|Daily Bulletin [Maysville, KY] 5 June 1885|
In 1885, a NJ fisherman found a box stuck in a muddy embankment along a creek. Inside were four glass jars, three of which contained the remains of infants in various stages of development and decomposition. In one jar were two male infants that didn’t appear to be fully formed. The other two bodies had been live births. One male was thought to be the victim of a murder because of a stab wound on his neck. The final male in the third jar’s cause of death couldn’t be determined because the glass had broken and water had seeped inside, disrupting his preservation. There were no remains in the last jar; only sponges. After the examination, the coroner had the box and the remains buried on the banks of Salem’s Creek, near the site of the initial discovery.
|Evening Star [Wash., DC] 16 Sept. 1885|
A stillborn boy was found in an alcohol-filled fruit jar above an aqueduct by a janitor in 1885.

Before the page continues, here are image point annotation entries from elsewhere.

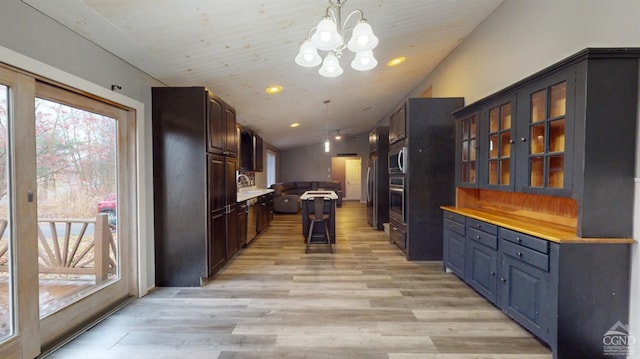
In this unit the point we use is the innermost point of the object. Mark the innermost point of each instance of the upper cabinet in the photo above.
(222, 136)
(498, 134)
(467, 150)
(258, 153)
(397, 125)
(519, 140)
(567, 131)
(251, 150)
(545, 134)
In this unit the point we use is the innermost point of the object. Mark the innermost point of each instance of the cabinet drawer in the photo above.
(525, 254)
(397, 235)
(482, 226)
(454, 227)
(484, 238)
(454, 217)
(528, 241)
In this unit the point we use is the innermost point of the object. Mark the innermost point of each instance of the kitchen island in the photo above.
(330, 198)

|Fair Play [MO] 10 Jan. 1920|
Another alcohol-preserved infant was found tucked away behind the wall of a vacant residence that had been damaged by a fire in 1920. A doctor estimated that it had been in the glass tomb for three or four years.
|Daily Public Ledger [Maysville, KY] 12 Feb. 1897|
When Carter County Coal vacated its office around 1894, they left behind an iron safe which remained in the office throughout the use of the premises by an ice company. In 1897 Preston Eastin prepared to ship the dusty safe to the coal company, first opening it to inspect its contents. He wasn’t prepared for the grisly discovery of a four-month-old infant floating in a glass jar of alcohol. Eastin reported the matter to the police. As of yet I have been unable to find out additional information as to the outcome of the inquest.
|Keowee Courier [Pickens Court House, S.C] 11 Sept. 1907|
In Richmond, Virginia, men working in a basement noticed an infant female suspended inside a-you guessed it-glass container of alcohol. The resident claimed that the infant was born in the North to one of her friends at least 21 years prior and she was holding onto it for reasons not listed in the newspaper. The keeper of the jar intended to bury it because she felt that its presence was bringing her bad luck. A coroner believed that story, decided that no crime had been committed, and allowed the homeowner to do with the pickled infant as she wished.